Mercury
Maybe it ruins the story to say at the start that no one was hurt
the day Scotty Forester swung open the door of the family car,
climbed up, put one hand on the wheel and, then, while pushing
and pulling on buttons and knobs, he found and released
the brake, and it started, the silver-blue Mercury, to roll
down Robin Street, best street in the neighborhood for sledding,
for coasting on a bike with arms waving above your head,
Scotty gaining speed on the long sweep of that block, heading
toward the intersection, then into it, then speeding
through, the car beginning to slow as the street leveled out,
although, toward the end, Scotty going fast enough
to jump the curb before stopping, three feet from a gas pump.
Maybe knowing the ending ruins this story, but sometimes
we need a break from dread. We need to know that the car
did not crash, the child did not die. We need to briefly forget
that we live in a world where a car is gaining speed, and
no one seems to be at the wheel. We need to be more
like the dog Scotty drives past, who barks, and runs in circles
as he barks some more, driven by some circuitry we have lost
for loving this dangerous life, living it.
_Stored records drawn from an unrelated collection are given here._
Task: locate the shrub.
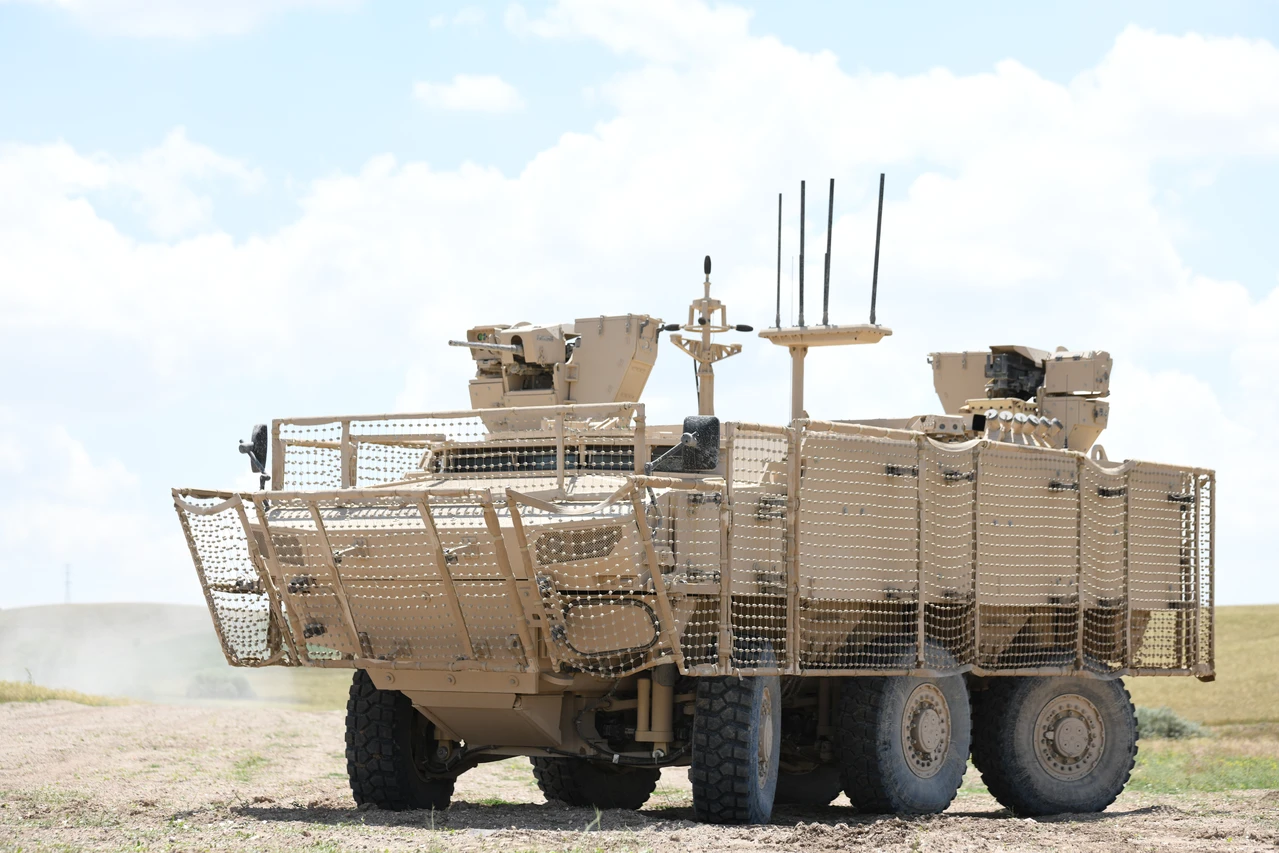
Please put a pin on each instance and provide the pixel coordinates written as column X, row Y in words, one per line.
column 1164, row 723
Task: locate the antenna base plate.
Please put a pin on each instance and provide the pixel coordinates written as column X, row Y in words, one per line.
column 826, row 335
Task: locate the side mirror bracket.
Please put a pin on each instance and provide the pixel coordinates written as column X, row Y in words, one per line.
column 256, row 450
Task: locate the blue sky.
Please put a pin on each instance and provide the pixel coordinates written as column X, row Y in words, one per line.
column 206, row 206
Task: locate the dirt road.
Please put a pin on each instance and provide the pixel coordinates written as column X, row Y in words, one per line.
column 159, row 778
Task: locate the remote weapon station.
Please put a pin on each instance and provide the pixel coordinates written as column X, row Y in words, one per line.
column 791, row 610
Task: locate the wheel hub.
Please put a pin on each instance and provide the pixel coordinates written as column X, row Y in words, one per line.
column 764, row 760
column 1069, row 737
column 926, row 730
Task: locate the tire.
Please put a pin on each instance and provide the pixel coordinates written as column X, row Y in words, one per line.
column 388, row 746
column 1022, row 720
column 576, row 782
column 817, row 787
column 737, row 746
column 903, row 742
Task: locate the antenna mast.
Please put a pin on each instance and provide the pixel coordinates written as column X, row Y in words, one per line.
column 825, row 287
column 800, row 338
column 704, row 352
column 879, row 224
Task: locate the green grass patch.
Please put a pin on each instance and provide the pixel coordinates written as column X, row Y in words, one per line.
column 1165, row 723
column 1247, row 674
column 23, row 692
column 244, row 769
column 1215, row 764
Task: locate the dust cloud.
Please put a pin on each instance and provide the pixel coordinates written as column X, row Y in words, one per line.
column 165, row 654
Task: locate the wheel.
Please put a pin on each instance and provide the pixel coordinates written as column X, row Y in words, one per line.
column 737, row 746
column 903, row 741
column 577, row 782
column 389, row 747
column 817, row 787
column 1054, row 744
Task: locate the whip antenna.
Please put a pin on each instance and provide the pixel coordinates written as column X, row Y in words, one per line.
column 825, row 287
column 879, row 224
column 779, row 262
column 801, row 251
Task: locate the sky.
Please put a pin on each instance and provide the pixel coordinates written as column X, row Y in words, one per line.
column 214, row 212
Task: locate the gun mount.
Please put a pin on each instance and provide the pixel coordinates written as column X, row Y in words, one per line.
column 592, row 359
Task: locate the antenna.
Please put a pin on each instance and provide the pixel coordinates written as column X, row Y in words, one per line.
column 825, row 287
column 706, row 317
column 879, row 224
column 801, row 252
column 779, row 261
column 800, row 338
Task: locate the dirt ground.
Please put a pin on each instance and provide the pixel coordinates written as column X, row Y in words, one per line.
column 161, row 778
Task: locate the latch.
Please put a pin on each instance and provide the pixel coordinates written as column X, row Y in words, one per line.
column 453, row 554
column 358, row 547
column 302, row 585
column 771, row 507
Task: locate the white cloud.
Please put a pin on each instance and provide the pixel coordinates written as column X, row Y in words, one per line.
column 180, row 18
column 1020, row 210
column 81, row 512
column 468, row 17
column 471, row 93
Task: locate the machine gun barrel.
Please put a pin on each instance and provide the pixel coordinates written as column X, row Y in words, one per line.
column 480, row 344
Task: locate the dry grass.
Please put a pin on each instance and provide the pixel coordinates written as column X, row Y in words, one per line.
column 22, row 692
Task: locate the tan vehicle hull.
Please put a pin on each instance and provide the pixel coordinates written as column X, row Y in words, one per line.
column 503, row 597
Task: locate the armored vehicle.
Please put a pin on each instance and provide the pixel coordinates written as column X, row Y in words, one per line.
column 791, row 610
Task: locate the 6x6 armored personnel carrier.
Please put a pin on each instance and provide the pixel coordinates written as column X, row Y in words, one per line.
column 791, row 610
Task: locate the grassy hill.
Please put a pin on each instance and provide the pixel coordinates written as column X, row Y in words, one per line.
column 146, row 651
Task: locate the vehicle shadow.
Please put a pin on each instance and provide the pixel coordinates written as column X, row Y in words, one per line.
column 557, row 817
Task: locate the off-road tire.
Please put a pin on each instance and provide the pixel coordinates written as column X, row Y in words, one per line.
column 1004, row 744
column 869, row 737
column 817, row 787
column 381, row 730
column 576, row 782
column 733, row 783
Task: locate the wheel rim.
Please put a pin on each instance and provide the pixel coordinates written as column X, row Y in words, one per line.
column 926, row 730
column 1069, row 737
column 764, row 760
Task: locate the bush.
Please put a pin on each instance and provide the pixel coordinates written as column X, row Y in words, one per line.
column 1164, row 723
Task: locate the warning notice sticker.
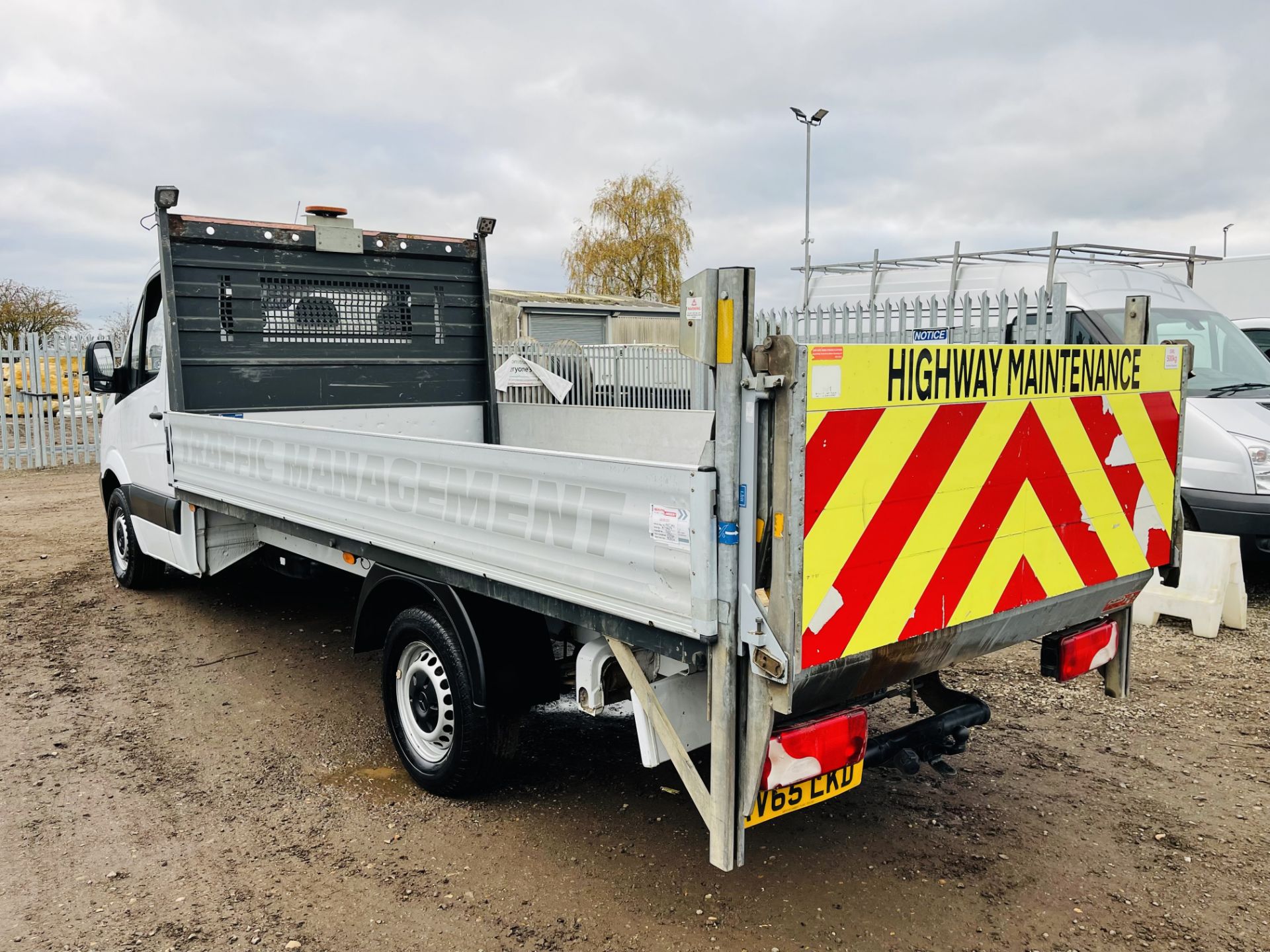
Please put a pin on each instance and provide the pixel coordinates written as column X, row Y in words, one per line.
column 668, row 526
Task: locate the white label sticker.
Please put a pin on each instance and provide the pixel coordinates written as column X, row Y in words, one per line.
column 668, row 526
column 826, row 381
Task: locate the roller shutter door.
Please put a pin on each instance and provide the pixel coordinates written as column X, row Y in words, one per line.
column 586, row 329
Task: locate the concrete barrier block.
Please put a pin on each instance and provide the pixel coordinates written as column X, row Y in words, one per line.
column 1210, row 592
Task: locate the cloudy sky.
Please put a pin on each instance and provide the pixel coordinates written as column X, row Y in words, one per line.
column 995, row 124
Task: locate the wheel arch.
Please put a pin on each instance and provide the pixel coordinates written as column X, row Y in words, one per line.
column 110, row 483
column 388, row 592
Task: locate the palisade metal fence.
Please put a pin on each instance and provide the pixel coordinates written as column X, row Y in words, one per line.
column 653, row 376
column 50, row 415
column 1006, row 317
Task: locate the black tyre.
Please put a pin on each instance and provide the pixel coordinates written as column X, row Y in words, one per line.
column 447, row 743
column 132, row 568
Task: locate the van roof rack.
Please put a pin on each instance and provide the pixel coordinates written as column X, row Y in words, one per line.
column 1052, row 253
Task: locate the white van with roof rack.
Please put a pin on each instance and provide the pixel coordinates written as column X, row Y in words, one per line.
column 1076, row 295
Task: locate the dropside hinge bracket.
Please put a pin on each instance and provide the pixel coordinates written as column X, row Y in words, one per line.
column 766, row 656
column 762, row 382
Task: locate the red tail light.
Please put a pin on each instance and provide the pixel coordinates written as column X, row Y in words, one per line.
column 806, row 750
column 1070, row 655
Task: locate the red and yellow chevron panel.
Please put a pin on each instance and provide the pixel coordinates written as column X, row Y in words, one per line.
column 951, row 483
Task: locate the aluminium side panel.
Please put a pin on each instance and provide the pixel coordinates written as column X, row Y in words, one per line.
column 624, row 537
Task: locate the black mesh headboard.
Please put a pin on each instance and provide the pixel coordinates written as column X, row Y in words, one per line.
column 265, row 320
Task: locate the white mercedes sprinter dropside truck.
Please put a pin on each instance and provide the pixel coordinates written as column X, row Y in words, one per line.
column 841, row 526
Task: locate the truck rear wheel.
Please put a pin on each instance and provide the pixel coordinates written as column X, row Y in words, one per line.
column 448, row 744
column 132, row 568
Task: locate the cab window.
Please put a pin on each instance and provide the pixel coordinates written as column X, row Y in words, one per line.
column 1261, row 338
column 145, row 343
column 1081, row 332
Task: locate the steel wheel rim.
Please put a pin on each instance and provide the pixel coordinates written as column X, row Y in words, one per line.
column 426, row 705
column 120, row 542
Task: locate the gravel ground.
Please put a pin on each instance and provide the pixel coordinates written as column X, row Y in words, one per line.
column 154, row 801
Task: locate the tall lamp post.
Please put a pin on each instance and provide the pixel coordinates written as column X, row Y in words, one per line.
column 810, row 121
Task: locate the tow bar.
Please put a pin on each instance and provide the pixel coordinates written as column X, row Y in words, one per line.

Copyright © 2026 by Suzanne Cleary. Originally published in Poem-a-Day on April 10, 2026, by the Academy of American Poets.
“‘Mercury’ began when I relented. I let myself describe a vivid memory that had never seemed interesting enough for a poem. How had I forgotten that a poem’s subject is not as important as the poem’s exploration of that subject, as the discoveries made in the writing process? I discovered that the runaway car reads as a metaphor for our world, out of control and apparently headed for disaster, but I wanted more. I held out for the poem’s true subject: dread, and how we might live in spite of it.”